Georgian MP from the ruling Georgian Dream party, Gia Volski, said there was ‘an attempt to make a scandal’ out of the developments.
‘We should care about our citizens and make sure they don’t have conflict. There is now an awkward situation internationally, but diplomacy exists to ease such situations’, Volski told journalists.
Giorgi Baramidze, a member of the opposition United National Movement Party, said Georgia should make sure its relations with both Azerbaijan and Armenia remain secure.
‘We have a government and we have a state security service which must make sure no hearth of confrontation is ignited’, Baramidze told opposition-leaning TV channel Rustavi 2.
Zaur Khalilov, the director of the Civil Integration Foundation, an organisation that helps ethnic minorities in Georgia integrate, told OC Media the Georgian government must maintain neutrality in the conflict and take on a role in building peace.
‘Evidently, there are attempts to ignite confrontation between ethnic Azerbaijanis and Armenians living in Georgia’, he said.
‘Who came up with the idea of renovating and opening the statue on 20 January? I don’t know what to blame it on — ignorance or a deliberate provocation? […] Azerbaijan took it as an insult because the opening was held on 20 January’, he told OC Media.
He said that Georgian officials tend to look at ethnic minorities only from a security viewpoint, and fears that this particular case may lead to anti-Armenian sentiments.
‘It’s a fact that [these developments] are harmful for Georgia. What will [Georgian officials] do if Azerbaijan asks for the sculpture to be demolished? And if they do demolish it, this will automatically trigger a reaction from Armenia’, Khalilov said.
Arnold Stepanyan, who chairs Multi-Ethnic Georgia, an organisation working to bridge gaps between ethnic, religious, and linguistic groups in Georgia, echoed Khalilov’s sentiments.
Stepanyan told OC Media that ‘there’s an attempt to instigate hostility between ethnic Armenians and Azerbaijanis residing in Georgia’.
‘This is a very sad fact. There are certain people who are always trying to ignite confrontations — to spread the confrontation between Azerbaijan and Armenian to Georgia’, said Stepanyan.

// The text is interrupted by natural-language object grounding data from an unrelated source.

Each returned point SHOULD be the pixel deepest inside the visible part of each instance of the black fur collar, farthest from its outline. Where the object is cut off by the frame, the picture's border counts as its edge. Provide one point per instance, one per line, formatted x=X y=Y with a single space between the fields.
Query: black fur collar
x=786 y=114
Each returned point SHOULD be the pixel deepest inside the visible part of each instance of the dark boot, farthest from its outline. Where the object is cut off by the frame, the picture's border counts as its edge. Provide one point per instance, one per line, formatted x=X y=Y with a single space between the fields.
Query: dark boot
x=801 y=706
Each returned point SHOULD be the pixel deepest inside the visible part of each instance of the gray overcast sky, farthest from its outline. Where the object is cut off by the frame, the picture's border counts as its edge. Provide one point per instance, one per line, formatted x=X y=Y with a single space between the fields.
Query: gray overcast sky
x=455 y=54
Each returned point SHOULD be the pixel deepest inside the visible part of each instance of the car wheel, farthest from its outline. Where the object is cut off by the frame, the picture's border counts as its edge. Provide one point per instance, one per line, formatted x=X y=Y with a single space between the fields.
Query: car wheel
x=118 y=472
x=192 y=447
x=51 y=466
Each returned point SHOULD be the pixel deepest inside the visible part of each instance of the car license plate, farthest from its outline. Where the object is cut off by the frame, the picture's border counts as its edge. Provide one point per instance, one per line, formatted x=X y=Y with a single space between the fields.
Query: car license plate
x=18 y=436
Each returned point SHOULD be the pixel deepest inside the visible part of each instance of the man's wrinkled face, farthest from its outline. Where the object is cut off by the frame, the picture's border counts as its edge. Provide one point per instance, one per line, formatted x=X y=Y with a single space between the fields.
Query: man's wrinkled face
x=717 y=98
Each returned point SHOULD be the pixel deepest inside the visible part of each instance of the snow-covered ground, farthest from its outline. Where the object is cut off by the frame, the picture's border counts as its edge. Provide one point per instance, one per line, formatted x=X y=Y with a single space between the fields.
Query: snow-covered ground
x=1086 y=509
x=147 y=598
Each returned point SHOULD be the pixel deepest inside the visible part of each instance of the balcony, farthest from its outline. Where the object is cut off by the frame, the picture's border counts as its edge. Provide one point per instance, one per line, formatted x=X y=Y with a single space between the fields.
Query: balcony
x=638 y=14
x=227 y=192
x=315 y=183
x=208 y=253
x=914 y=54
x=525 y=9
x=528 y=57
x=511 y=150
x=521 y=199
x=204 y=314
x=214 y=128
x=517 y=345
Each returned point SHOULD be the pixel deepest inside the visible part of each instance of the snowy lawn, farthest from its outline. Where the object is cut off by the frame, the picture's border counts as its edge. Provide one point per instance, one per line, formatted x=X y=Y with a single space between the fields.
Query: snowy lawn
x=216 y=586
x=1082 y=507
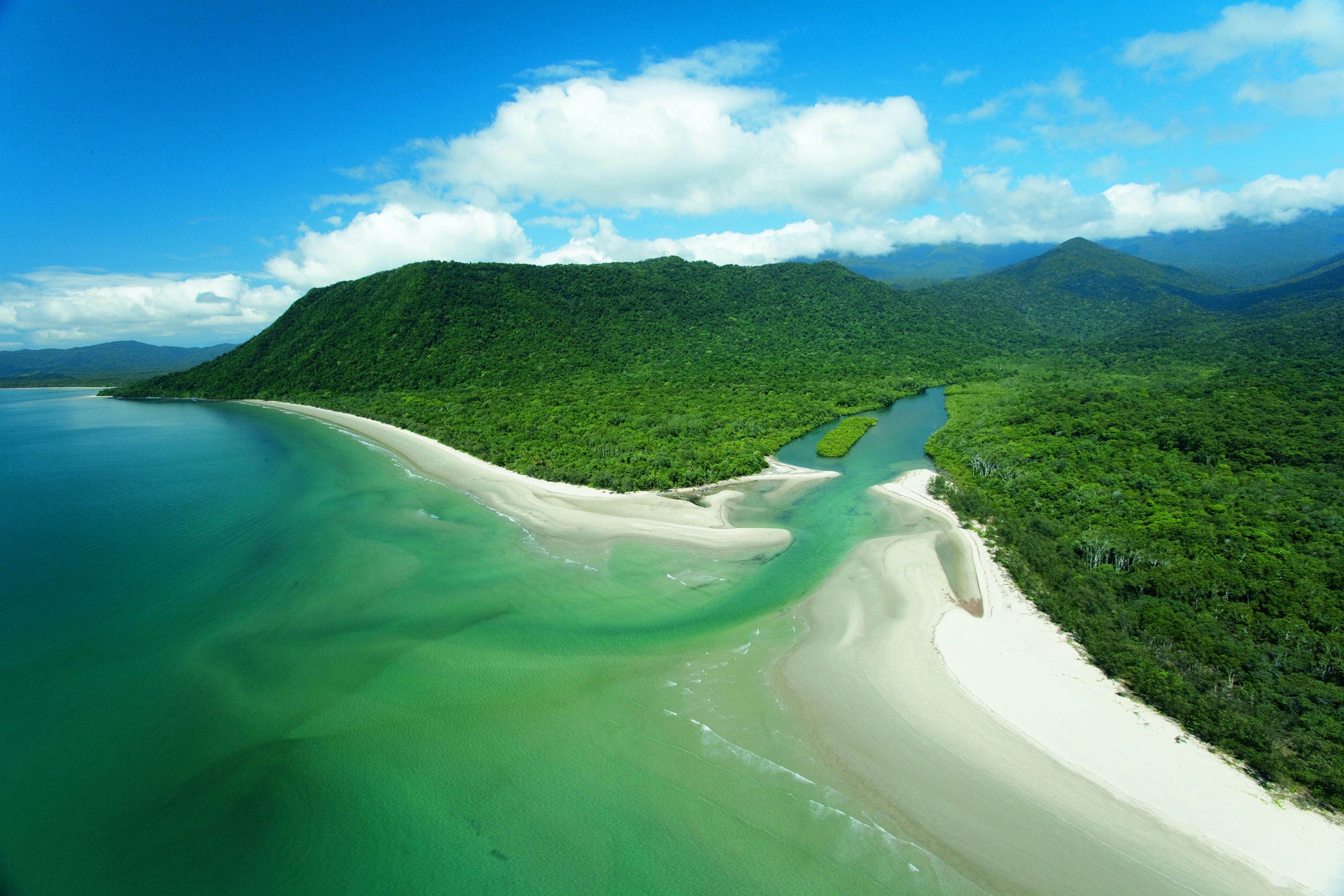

Enzel Mkoyan, the ethnic Armenian MP from the Georgian Dream party who attended the unveiling of the memorial, told OC Media he attended the ceremony because he was invited by his electorate, to whom he could not say no.
‘I didn’t expect there would be such tensions. My electorate invited me as their majoritarian [MP]. I couldn’t refuse their invitation. I went there and attended it’, said Mkoyan.
Asked what the solution regarding Azerbaijan’s demands could be, Mkoyan told OC Media he did not know.
‘I can’t answer this. I want a peaceful solution’, he said.